From the looks of it, she was working on a story about the kingdom’s effort to encourage more women into the workplace. He picked up a printout of her article and read it. She was eloquent. To his small relief he found a typo and, reaching into her purse for a pen, having to dig to the very bottom and wondering why there was no pen on the table already, he corrected the mistake, adding a small heart shape in the margin for her to find later.
It was only when he put the pen back in her purse that he noticed the plastic canister. It was oddly shaped, like a flying saucer, and a strange green color that made him think of a doctor’s office. Feeling guilty, he took it out of her purse. It rattled slightly. He popped the lid and saw a spiral row of pills, half of them missing. Some where white, the rest were blue. He stared at them stupidly. It took him a moment, not to recognize what they were, but to believe where he’d found them. Nuha? He’d seen these pills before—once on a prostitute he’d interrogated and once in the hands of a violent husband who’d killed his wife over a little disc almost exactly like this one.
Birth control pills.
He set them on the table while his thoughts began to swarm. Had something happened—was she seeing someone else, and that’s why she needed to avoid a pregnancy? She would never do that. She’d said she wanted more children. In fact, she was upset that she hadn’t become pregnant again. She had even talked about going to the doctor to find out why. It had all been a lie. But why? Was it something at home? Did she hate children so much? Did she hate Muhannad? Why hadn’t she told him about any of this? Did she think he was so irrational that they couldn’t have a conversation about it?
He looked back inside the purse, just a stupid double check. It was her purse; he recognized the wallet. He was overreacting and he knew it, but for an awful moment he remembered the long-ago murderous husband who’d thrown his wife out a fifth-story window over a discovery of birth control pills. He had thought the man was insane at the time, but here
he was, experiencing the same blind fury. He had a right to be angry. He’d been lied to. Worse yet, Osama remembered thinking how stupid it was to kill a woman over a small case of pills. Pills! They were tiny; the man was a backward fool. It was crushing him now to discover that he’d been the ignorant one, that the killer’s understanding was more nuanced than his own. Discovering something like this—oh, he saw it so clearly—opened a terrifying chasm of fury and distrust.

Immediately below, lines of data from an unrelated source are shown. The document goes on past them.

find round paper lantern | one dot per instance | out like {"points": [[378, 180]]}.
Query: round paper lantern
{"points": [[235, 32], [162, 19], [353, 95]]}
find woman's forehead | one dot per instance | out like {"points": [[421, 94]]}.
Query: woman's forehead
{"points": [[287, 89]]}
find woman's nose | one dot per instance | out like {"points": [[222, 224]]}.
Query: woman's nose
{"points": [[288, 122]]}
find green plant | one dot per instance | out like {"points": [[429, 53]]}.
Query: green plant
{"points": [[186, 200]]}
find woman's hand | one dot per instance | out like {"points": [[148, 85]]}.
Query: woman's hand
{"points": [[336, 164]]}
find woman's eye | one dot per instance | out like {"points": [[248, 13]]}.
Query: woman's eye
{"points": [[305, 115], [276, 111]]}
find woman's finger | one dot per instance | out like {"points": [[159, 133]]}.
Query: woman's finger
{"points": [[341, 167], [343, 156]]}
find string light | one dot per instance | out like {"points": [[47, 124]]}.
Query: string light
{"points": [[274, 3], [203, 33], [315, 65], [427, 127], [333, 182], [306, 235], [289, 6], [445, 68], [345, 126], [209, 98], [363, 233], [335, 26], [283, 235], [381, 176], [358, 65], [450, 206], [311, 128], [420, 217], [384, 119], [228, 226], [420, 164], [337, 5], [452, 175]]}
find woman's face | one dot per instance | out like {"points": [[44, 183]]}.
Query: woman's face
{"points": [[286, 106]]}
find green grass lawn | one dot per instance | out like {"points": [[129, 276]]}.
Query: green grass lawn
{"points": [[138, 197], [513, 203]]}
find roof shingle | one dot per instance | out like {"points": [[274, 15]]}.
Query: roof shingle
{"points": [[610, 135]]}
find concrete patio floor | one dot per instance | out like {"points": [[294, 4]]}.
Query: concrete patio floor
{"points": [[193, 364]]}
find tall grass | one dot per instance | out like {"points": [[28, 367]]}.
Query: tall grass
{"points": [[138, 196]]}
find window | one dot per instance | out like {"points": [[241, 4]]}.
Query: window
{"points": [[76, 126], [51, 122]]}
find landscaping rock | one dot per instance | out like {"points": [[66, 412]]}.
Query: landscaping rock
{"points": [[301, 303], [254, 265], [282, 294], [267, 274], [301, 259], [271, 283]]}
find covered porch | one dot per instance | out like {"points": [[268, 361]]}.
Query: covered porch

It took a few minutes, but eventually Osama’s hands stopped trembling. He stood up from the table, fighting the impulse to storm into the bedroom and confront Nuha. It wouldn’t be fair. She would be vulnerable, sleepy. And he would be full of rage. Instead, he slammed his fist into the container, shattering it, crushing the pills. A tiny shard of plastic hit her keyboard and bounced to the floor.
A few minutes later, he heard the toilet flush in the other room, the sound of Nuha washing herself in the bathroom sink. She’d be out any minute.
He left the pills on the table, the plastic container like a broken oyster with all of its pearl-like irritants destroyed.
18
Katya stood just outside the entrance to the station. It was lunchtime, and her burqa was down so that no one would recognize her. She didn’t want people to start asking questions if they saw her getting into Nayir’s Jeep. Is that your husband? Why do we never see him pick you up after work? The only problem was that, with Katya’s burqa down, Nayir might not recognize her either.
The sunlight was crashing mercilessly onto the street, reflecting off the windows of the building opposite, springing up from the marble courtyard, and flashing straight into her face from the car windows zipping by. She had sunglasses on under her burqa but it wasn’t enough, and she kept having to raise them anyway to squint at the faces of the drivers who were parked on the street. Her eyes were watering, she was hungry, and there was no sign of the Jeep.